Added
- Added `RTVIProcessor` which implements the RTVI-AI standard.
See https://github.com/rtvi-ai
- Added `BotInterruptionFrame` which allows interrupting the bot while talking.
- Added `LLMMessagesAppendFrame` which allows appending messages to the current
LLM context.
- Added `LLMMessagesUpdateFrame` which allows changing the LLM context for the
one provided in this new frame.
- Added `LLMModelUpdateFrame` which allows updating the LLM model.

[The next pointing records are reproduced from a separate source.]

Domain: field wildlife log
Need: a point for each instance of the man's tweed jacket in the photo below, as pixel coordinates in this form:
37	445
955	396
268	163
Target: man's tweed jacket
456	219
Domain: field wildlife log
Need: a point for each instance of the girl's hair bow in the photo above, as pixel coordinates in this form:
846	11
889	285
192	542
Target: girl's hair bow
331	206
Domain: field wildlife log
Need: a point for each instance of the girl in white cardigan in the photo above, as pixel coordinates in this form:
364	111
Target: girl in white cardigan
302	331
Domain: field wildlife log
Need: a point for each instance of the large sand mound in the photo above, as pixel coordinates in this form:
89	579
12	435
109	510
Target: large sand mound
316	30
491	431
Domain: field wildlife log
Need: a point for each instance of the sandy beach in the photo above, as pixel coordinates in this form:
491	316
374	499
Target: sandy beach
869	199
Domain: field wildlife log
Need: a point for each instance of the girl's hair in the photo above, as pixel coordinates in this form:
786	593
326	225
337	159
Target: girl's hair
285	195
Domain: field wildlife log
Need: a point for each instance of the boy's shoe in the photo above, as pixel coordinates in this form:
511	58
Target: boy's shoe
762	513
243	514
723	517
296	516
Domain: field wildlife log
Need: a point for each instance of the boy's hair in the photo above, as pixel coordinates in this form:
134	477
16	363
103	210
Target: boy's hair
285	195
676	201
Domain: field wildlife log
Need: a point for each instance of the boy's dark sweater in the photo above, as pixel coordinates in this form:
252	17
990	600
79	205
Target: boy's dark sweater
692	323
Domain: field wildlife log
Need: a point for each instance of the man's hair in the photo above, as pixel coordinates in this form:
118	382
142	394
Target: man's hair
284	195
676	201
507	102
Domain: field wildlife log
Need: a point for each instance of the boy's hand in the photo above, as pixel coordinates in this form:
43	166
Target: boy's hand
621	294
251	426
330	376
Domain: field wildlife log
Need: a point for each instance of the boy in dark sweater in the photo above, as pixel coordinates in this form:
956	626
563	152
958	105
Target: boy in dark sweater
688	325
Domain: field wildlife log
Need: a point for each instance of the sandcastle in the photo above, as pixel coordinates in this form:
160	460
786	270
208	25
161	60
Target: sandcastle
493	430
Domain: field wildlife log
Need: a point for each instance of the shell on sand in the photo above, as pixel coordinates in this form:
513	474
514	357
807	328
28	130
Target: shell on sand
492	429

- Added `TTSSpeakFrame` which causes the bot say some text. This text will not
be part of the LLM context.
- Added `TTSVoiceUpdateFrame` which allows updating the TTS voice.
Removed
- We remove the `LLMResponseStartFrame` and `LLMResponseEndFrame` frames. These
were added in the past to properly handle interruptions for the
`LLMAssistantContextAggregator`. But the `LLMContextAggregator` is now based
on `LLMResponseAggregator` which handles interruptions properly by just
processing the `StartInterruptionFrame`, so there's no need for these extra
frames any more.
Fixed
- Fixed an issue with `StatelessTextTransformer` where it was pushing a string
instead of a `TextFrame`.
- `TTSService` end of sentence detection has been improved. It now works with
acronyms, numbers, hours and others.
- Fixed an issue in `TTSService` that would not properly flush the current
aggregated sentence if an `LLMFullResponseEndFrame` was found.
Performance
- `CartesiaTTSService` now uses websockets which improves speed. It also
leverages the new Cartesia contexts which maintains generated audio prosody
when multiple inputs are sent, therefore improving audio quality a lot.